As a result of popular culture (as much as anything else), most people are now aware of the meaning of trans (or transgender).
It refers to someone who was assigned a gender at birth but who later takes steps to affirm another gender that more closely aligns with their true identity.
The trans part is derived from Latin and means ‘across’ or ‘on the other side’. We see it in words that involve crossing boundaries, barriers and other things: transatlantic, transgression, transition, translation …
A bit less familiar is the expression cis, now used to refer to people who were assigned a gender at birth that they remain OK with. For example: Cis white men make up the majority of partners at law firms.
Cis is the Latin opposite of trans, and means ‘this side of’.
So Cisalpine Gaul was the part of the province on the Roman side of the Alps; to get to Transalpine Gaul, the Romans had to cross the mountains. (The Gauls would have seen things differently, of course).

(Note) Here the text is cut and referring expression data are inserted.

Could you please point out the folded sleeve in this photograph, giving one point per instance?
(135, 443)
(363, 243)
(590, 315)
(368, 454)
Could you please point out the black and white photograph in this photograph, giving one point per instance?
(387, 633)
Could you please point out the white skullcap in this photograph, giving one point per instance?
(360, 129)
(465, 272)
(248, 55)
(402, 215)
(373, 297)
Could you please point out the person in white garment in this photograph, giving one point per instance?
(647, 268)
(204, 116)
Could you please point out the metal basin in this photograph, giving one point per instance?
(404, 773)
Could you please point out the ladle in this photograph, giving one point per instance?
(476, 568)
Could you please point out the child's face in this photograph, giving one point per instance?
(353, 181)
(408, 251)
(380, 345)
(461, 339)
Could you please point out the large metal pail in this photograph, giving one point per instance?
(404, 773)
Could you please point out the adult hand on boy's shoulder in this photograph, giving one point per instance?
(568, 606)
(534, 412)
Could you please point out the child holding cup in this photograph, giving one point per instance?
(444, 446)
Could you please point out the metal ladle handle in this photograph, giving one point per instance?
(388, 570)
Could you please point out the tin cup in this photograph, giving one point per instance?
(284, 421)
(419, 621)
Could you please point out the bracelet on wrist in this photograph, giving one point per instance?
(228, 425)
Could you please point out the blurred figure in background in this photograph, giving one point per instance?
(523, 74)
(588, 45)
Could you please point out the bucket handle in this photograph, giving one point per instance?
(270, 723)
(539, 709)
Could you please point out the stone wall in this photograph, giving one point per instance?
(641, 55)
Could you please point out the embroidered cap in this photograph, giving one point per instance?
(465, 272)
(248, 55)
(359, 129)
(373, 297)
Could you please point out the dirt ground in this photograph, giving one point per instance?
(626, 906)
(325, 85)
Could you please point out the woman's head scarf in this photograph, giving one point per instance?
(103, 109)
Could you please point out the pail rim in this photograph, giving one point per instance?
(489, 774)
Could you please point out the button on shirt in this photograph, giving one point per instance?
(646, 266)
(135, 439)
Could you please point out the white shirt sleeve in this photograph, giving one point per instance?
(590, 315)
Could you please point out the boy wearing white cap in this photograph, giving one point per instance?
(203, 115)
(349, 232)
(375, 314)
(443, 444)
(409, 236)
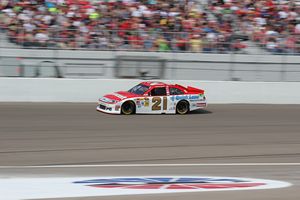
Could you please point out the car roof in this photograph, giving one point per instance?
(160, 84)
(154, 83)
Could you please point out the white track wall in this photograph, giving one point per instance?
(89, 90)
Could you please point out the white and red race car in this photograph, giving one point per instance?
(153, 98)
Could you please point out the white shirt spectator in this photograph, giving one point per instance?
(41, 37)
(260, 21)
(283, 15)
(29, 27)
(136, 13)
(297, 28)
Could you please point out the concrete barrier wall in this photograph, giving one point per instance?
(89, 90)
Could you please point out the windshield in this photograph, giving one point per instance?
(139, 89)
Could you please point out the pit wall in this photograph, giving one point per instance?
(89, 90)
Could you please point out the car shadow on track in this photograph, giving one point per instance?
(200, 112)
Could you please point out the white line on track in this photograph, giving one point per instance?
(153, 165)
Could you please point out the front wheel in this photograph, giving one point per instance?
(182, 107)
(128, 108)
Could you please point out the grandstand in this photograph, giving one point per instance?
(215, 26)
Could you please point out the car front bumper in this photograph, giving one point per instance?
(108, 108)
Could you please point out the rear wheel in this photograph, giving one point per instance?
(182, 107)
(128, 108)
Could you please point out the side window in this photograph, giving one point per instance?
(161, 91)
(175, 91)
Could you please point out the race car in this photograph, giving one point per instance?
(153, 98)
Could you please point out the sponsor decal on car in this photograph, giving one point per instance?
(64, 187)
(119, 96)
(186, 97)
(178, 183)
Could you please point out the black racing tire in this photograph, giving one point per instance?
(128, 108)
(182, 107)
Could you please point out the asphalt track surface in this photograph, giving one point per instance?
(75, 134)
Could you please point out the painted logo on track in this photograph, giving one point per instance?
(67, 187)
(174, 183)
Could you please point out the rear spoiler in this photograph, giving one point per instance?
(192, 89)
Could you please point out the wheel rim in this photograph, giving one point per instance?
(182, 108)
(127, 108)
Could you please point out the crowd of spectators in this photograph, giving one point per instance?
(152, 25)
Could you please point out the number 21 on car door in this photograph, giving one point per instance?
(159, 104)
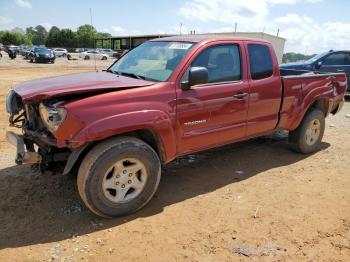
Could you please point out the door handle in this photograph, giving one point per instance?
(240, 95)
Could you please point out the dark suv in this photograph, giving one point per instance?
(42, 54)
(331, 61)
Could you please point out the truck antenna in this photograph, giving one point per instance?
(93, 38)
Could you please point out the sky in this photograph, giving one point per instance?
(309, 26)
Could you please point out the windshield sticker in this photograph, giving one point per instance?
(180, 46)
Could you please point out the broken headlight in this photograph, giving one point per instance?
(52, 116)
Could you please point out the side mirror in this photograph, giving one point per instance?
(318, 65)
(196, 76)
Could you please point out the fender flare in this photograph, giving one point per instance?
(156, 121)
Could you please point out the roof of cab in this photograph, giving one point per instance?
(202, 38)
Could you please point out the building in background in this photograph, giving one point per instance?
(129, 42)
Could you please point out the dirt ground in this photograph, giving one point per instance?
(255, 198)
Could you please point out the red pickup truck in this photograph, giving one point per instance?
(166, 98)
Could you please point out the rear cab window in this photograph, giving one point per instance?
(222, 61)
(260, 61)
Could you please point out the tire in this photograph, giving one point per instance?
(97, 166)
(307, 137)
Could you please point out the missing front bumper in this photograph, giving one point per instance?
(22, 156)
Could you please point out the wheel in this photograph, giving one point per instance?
(118, 176)
(307, 137)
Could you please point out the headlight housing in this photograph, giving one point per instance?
(52, 116)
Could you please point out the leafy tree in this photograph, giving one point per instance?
(39, 35)
(52, 39)
(9, 38)
(86, 35)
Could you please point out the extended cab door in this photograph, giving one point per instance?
(265, 89)
(214, 113)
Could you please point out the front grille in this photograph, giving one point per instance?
(13, 103)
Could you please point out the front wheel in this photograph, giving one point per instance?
(307, 137)
(119, 176)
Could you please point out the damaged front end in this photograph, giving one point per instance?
(36, 145)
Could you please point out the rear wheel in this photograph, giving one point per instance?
(119, 176)
(307, 137)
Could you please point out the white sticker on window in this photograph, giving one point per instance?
(180, 46)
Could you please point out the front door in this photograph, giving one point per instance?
(214, 113)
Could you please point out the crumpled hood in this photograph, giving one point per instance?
(45, 88)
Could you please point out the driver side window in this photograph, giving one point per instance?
(222, 61)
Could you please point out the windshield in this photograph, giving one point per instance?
(154, 61)
(313, 59)
(41, 50)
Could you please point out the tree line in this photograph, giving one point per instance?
(83, 37)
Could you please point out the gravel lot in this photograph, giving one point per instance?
(255, 198)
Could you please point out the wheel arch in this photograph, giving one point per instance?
(147, 135)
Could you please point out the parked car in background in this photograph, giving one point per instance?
(164, 99)
(108, 52)
(42, 54)
(60, 52)
(331, 62)
(93, 54)
(79, 50)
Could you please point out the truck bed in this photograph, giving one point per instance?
(301, 88)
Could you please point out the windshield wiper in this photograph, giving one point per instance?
(129, 74)
(110, 71)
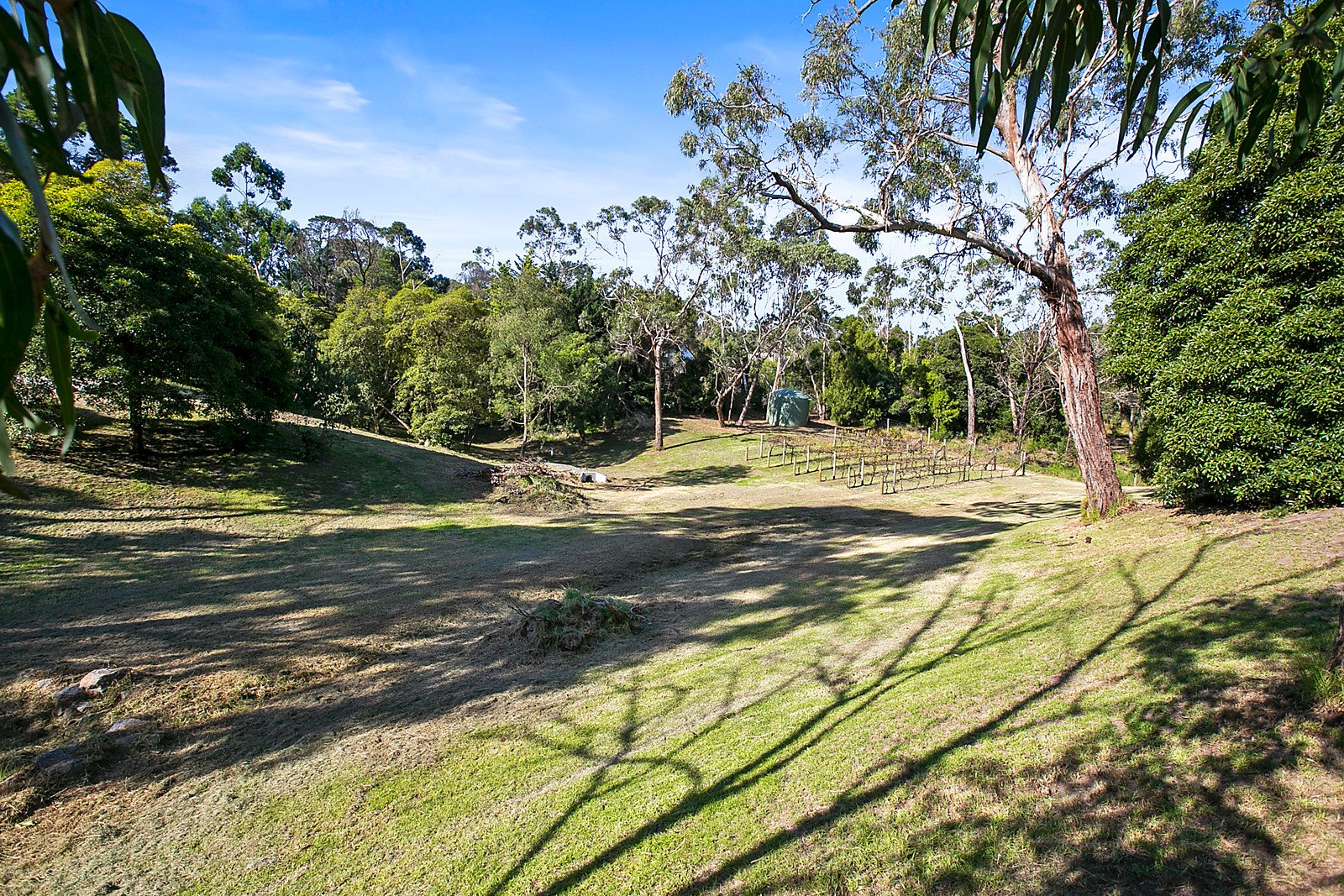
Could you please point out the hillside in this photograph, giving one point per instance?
(949, 689)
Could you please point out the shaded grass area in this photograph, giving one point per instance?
(940, 692)
(1119, 725)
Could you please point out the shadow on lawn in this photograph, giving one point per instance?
(416, 602)
(1133, 809)
(1164, 802)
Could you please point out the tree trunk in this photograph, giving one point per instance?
(1077, 365)
(136, 411)
(971, 385)
(658, 396)
(528, 394)
(1082, 398)
(746, 402)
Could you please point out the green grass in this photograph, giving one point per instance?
(947, 691)
(1053, 718)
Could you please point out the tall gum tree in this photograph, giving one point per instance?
(654, 311)
(880, 101)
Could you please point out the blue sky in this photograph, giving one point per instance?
(457, 118)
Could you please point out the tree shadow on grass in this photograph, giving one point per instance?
(412, 606)
(1119, 810)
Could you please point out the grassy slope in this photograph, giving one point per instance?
(951, 689)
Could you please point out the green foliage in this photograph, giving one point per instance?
(1230, 318)
(543, 371)
(181, 320)
(444, 385)
(1052, 46)
(864, 385)
(104, 63)
(302, 324)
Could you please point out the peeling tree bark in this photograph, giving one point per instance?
(1077, 364)
(971, 385)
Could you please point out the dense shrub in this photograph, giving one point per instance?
(1229, 318)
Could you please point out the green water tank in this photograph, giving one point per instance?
(788, 407)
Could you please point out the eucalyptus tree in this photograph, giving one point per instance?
(900, 109)
(249, 219)
(1294, 56)
(654, 308)
(100, 65)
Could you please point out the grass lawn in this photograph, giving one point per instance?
(958, 689)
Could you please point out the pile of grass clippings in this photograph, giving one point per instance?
(534, 485)
(575, 621)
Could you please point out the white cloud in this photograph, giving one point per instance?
(448, 92)
(276, 80)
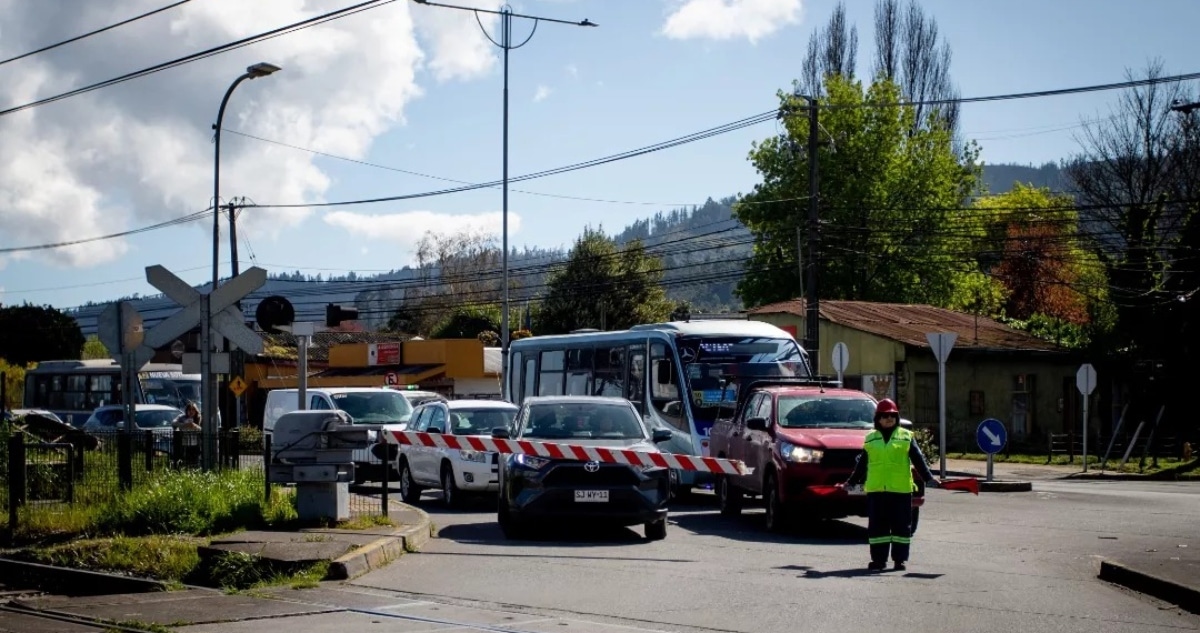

In the early twentieth century, Cisjordan and Transjordan were used to describe the territories on either side of the River Jordan. The former is now more usually called the West Bank, although the French still refer to it as Cisjordanie. The early twentieth-century Emirate of Transjordan became the modern Kingdom of Jordan.
Those who really know their history will recognise Cisleithania as a name for the non-Hungarian parts of the Austro-Hungarian Empire, the Leitha being a small tributary of the Danube that marks the historical border between the Archduchy of Austria and the Kingdom of Hungary.
Note that in all the geographic senses, the definition of what is on this side and what is across the way is determined by the perspective of the more powerful group.
I suspect trans people might say the same thing.